Al di là di ogni gergo di scuola, la spiegazione che io propongo individua nel sogno la dimensione generativa di ogni nuova possibilità di rappresentazione dell’espe-rienza vissuta. Nella crisi le scene primarie che dominano la vita interiore del paziente grave si riversano nella sua vita “reale” e la invadono, presentandosi al limite come allucinazioni, oppure organizzandosi in forma delirante. Quando la crisi viene accolta nello spazio analitico, assume il valore di psicodramma e di qui al sogno il passo è breve. Nel sogno il dramma può finalmente sbloccarsi, evolvere e trovare soluzioni inaccessibili per la mente sveglia.
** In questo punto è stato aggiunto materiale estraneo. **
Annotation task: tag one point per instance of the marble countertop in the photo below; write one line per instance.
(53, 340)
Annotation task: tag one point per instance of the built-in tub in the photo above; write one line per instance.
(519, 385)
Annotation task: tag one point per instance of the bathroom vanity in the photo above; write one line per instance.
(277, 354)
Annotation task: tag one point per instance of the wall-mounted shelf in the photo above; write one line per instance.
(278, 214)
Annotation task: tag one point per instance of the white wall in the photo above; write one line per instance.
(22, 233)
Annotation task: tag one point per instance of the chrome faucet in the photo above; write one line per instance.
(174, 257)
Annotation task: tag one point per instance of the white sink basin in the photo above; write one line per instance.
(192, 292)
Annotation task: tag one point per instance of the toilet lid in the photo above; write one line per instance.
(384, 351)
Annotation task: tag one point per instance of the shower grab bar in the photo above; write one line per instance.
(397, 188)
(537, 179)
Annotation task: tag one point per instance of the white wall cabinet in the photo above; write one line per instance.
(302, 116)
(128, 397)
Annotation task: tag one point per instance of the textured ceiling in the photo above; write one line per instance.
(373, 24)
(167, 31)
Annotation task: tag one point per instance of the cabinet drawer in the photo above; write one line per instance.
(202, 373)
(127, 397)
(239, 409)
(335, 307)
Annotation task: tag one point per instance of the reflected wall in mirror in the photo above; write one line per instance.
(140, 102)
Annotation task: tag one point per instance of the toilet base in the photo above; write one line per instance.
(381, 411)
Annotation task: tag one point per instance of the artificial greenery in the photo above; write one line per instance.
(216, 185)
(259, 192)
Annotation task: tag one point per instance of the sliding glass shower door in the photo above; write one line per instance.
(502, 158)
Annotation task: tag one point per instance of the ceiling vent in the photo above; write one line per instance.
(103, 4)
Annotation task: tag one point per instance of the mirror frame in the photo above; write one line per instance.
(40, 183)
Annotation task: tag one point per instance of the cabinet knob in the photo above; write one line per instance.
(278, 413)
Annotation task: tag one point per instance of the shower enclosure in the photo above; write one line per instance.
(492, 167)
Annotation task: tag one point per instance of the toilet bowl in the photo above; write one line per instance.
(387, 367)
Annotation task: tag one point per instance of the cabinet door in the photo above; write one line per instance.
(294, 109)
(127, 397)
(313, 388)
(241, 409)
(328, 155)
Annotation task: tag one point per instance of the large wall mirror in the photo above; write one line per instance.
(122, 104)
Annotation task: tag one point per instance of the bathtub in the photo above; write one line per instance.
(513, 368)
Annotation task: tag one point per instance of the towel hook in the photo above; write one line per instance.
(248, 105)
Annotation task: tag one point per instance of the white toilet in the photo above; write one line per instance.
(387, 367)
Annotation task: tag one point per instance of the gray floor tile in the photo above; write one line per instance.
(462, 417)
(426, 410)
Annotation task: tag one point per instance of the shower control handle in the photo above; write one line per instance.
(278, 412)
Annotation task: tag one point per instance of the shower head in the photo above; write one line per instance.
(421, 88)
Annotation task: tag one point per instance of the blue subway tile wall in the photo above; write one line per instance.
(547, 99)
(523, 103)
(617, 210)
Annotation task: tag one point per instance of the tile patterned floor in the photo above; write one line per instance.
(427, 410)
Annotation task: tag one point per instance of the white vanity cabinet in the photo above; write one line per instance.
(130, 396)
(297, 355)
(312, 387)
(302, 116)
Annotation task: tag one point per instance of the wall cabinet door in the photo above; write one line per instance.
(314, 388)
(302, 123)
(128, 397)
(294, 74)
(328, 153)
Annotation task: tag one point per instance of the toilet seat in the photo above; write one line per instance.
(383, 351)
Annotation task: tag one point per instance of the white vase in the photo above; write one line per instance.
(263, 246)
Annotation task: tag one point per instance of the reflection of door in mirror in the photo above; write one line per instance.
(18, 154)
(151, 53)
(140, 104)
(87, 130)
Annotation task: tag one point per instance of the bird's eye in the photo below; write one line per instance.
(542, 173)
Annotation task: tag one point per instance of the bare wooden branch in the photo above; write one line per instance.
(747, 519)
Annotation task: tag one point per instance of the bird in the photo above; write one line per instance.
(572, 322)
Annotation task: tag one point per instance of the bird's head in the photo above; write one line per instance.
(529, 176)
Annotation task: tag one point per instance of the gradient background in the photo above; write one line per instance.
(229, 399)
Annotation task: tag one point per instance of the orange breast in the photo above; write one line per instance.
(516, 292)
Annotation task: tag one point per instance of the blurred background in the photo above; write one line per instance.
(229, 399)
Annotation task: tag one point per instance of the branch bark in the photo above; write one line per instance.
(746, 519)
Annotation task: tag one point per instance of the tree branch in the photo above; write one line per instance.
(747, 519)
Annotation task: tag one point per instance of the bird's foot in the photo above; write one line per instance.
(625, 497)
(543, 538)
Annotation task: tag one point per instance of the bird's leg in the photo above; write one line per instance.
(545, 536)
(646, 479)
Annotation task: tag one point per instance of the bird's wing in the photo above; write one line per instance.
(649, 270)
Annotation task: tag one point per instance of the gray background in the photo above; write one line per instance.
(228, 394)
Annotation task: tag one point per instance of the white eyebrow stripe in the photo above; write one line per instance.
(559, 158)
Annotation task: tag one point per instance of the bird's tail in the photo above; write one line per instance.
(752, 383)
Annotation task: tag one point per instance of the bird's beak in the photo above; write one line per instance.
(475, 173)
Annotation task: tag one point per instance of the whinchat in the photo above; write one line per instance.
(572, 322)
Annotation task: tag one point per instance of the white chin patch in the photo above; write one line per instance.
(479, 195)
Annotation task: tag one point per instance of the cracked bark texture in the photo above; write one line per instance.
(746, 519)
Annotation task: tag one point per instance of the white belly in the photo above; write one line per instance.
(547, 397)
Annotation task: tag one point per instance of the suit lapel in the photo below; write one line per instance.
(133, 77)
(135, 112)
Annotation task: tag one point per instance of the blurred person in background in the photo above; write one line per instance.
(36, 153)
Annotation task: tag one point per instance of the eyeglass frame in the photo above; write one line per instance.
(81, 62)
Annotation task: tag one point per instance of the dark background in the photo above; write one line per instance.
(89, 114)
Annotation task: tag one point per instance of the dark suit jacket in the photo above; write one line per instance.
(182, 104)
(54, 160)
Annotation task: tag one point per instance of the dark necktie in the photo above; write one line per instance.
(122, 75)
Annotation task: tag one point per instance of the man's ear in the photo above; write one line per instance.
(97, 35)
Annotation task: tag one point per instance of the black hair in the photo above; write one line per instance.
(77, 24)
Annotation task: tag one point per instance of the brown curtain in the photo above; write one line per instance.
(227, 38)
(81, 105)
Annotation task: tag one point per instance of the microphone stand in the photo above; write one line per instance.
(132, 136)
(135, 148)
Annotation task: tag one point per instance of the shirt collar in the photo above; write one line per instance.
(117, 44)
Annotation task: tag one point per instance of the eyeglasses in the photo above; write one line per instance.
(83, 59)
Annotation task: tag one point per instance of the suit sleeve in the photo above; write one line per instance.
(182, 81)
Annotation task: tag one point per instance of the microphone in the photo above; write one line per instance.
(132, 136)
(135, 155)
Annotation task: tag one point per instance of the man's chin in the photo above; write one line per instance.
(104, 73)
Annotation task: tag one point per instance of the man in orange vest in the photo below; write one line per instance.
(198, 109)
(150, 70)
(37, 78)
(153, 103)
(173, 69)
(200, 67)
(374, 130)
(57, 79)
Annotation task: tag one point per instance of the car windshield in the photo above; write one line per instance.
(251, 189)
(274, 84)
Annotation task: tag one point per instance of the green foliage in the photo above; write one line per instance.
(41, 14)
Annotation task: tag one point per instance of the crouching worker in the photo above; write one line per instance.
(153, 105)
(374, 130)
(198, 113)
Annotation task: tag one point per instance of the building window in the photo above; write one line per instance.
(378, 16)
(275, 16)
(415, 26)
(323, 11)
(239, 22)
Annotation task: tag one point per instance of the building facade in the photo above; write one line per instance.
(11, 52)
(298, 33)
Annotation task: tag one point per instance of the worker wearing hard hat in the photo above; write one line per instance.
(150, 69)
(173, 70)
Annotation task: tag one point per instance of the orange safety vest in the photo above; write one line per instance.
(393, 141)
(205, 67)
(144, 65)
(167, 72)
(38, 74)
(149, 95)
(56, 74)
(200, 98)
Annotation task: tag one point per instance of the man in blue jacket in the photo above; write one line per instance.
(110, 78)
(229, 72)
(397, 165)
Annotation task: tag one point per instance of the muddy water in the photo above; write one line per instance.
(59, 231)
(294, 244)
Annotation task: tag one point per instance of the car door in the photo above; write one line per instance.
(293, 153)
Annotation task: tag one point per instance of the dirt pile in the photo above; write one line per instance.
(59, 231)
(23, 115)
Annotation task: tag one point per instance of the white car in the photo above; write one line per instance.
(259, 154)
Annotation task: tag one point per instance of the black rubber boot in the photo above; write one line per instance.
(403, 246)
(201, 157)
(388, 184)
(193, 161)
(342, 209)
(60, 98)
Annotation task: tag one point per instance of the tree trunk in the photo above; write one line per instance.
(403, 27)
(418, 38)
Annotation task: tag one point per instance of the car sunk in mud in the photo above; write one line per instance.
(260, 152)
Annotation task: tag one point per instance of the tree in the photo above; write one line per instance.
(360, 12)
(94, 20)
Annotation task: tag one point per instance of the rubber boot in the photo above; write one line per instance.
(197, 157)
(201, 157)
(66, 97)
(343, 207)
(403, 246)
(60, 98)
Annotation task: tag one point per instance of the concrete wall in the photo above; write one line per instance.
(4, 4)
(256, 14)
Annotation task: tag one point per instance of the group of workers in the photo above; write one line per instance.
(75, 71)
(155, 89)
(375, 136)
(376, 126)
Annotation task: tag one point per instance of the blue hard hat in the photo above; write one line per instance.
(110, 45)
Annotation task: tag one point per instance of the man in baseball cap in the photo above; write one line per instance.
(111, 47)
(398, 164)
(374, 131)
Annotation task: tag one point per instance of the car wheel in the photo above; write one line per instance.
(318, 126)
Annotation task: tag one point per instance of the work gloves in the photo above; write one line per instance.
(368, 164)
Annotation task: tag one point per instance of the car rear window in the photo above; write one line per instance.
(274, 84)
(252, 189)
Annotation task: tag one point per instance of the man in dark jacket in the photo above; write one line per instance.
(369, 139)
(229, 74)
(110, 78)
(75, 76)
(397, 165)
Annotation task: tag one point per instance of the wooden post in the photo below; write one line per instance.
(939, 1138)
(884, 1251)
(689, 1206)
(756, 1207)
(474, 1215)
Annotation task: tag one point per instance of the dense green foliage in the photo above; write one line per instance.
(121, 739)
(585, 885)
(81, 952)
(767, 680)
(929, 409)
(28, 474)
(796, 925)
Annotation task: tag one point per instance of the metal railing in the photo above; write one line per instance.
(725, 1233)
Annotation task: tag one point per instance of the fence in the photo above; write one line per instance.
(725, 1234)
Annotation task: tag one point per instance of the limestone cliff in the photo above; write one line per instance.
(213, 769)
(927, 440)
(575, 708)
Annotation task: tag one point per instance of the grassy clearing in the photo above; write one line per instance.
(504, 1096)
Per aiutare Frank a ritrovare la propria capacità di sentire, cioè quel contatto con se stesso che lo facesse sentire umano, ho dovuto prestargli la mia capacità di sentire, ma per poter raggiungere emotivamente la parte viva di lui ho dovuto creare “le parole per dire” il suo dolore, bypassando tutte le narrazioni tecnicamente appropriate ma anaffettive che già potevo condividere con lui sul piano riflessivo. Per creare le parole nuove, capaci di veicolare la sua vita affettiva, ho dovuto sognare il suo dolore. Per sognare il suo dolore, ho dovuto accettare di coinvolgermi in una serie di drammatici “psicodrammi”, espressione del suo inconscio dissociato, il più drammatico dei quali è quello che vi ho riferito. In questo modo vi ho presentato un esempio estremo di coinvolgimento psicoanalitico, un esperimento davvero faticoso che fortunatamente ha avuto buon esito, ma vorrei chiudere rassicurandovi che le cose non procedono sempre in maniera così drammatica.
Il coinvolgimento psicoanalitico, nei termini del padre fondatore dell’orientamento relazione, Stephen Mitchell, significa essenzialmente “accettare di cadere nelle trappole tese dalla nevrosi del paziente, allo scopo di venirne fuori insieme”.